Moreover, since public officials are required to swear an oath to uphold the Constitution (as per Article VI, Clause 3), for these same officials to ignore the Court’s precedents is equal to a violation of that oath.

Only an Article III federal court can determine whether a federal law is unconstitutional. No state court, no state legislature or political subdivision of a state, nor the citizens of a state acting through referendum or initiative possess the power under the U.S. Constitution to declare a federal law unconstitutional.

Arizona House Minority Leader Chad Campbell got it exactly right in this op-ed, What If: Voters approve Prop. 122?:


Contrary to proponents’ claims, if Proposition 122 passes not a single child will be saved, the Grand Canyon will not become a state park, and Arizona legislators will not be able to tell the federal government how to do its job. (And let’s be honest, the only thing more frightening than Congress running the show is putting the Arizona Legislature in charge, am I right?)

Because no matter what some people believe, states do not have the authority to tell the federal government what to do. It’s called the supremacy clause of the United States Constitution. Attempting to alter the Arizona Constitution will not change it. If this proposition passes, there will be no substantive changes in how we interact with the federal government. The only thing that will happen, and this is a guarantee, is that we’ll end up wasting taxpayer dollars on a court case we are certain to lose.

Furthermore, if Proposition 122 passes, it will erode our already tenuous relationship with the feds and jeopardize desperately needed funding for transportation, disaster relief and other critical programs. So, not only will we be wasting money in court, but we’ll be sending our already paid federal tax dollars to other states.

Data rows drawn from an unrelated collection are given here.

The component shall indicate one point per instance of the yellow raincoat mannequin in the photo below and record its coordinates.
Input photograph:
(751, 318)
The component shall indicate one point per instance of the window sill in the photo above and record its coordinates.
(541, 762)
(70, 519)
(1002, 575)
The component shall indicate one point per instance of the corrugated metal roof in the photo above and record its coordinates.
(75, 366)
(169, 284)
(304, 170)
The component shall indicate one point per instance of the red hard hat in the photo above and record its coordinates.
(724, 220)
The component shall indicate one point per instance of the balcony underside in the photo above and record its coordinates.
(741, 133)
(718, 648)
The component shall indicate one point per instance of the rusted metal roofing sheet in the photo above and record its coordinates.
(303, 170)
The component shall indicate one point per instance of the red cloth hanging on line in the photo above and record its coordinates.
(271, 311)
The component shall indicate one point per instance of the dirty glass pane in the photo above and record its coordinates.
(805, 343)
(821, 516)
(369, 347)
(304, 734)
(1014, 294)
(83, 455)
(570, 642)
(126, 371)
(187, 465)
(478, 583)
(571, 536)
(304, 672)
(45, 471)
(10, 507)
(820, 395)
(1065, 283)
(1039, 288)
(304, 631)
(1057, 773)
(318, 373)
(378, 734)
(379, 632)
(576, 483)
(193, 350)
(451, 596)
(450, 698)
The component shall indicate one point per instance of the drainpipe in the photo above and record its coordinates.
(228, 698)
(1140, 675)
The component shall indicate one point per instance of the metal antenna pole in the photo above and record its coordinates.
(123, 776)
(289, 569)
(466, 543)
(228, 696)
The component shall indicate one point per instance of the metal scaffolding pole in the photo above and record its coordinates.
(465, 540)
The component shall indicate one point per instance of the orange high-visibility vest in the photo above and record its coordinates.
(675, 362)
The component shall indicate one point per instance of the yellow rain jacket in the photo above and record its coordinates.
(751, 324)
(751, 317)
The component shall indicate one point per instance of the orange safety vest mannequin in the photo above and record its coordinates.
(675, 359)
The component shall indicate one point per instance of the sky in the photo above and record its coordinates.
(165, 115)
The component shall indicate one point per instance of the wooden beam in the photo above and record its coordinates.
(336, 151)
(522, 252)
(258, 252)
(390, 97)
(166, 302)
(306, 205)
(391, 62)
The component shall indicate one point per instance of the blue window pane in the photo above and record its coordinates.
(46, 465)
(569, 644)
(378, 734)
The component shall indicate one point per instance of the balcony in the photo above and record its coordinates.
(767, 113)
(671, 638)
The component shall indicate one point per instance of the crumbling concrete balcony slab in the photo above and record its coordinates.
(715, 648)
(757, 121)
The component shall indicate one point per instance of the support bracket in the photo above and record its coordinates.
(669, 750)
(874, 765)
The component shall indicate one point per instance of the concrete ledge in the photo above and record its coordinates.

Sounds like a great deal, right?

Once it gets ruled unconstitutional, the only question left to ask is, “What will the supporters of Proposition 122 do next?” Their only option will be to propose seceding from the Union. Think about that for a minute, and I think it about sums up the outlandish nature of any supporting arguments for Proposition 122.

The Tea-Publican supporters of Prop. 122 — the long discredited doctrines of interposition, nullification and secession — are undeserving of your vote. They are violating their oath of office by supporting an insurrection against the U.S. government. SCR1016 passed the Senate on a party-line 16-12 vote (2 not voting). And the bill passed the House on a party line 36-23 vote (1 not voting) to put this measure on the ballot.

This is why Arizona is the favorite subject of late night comedians.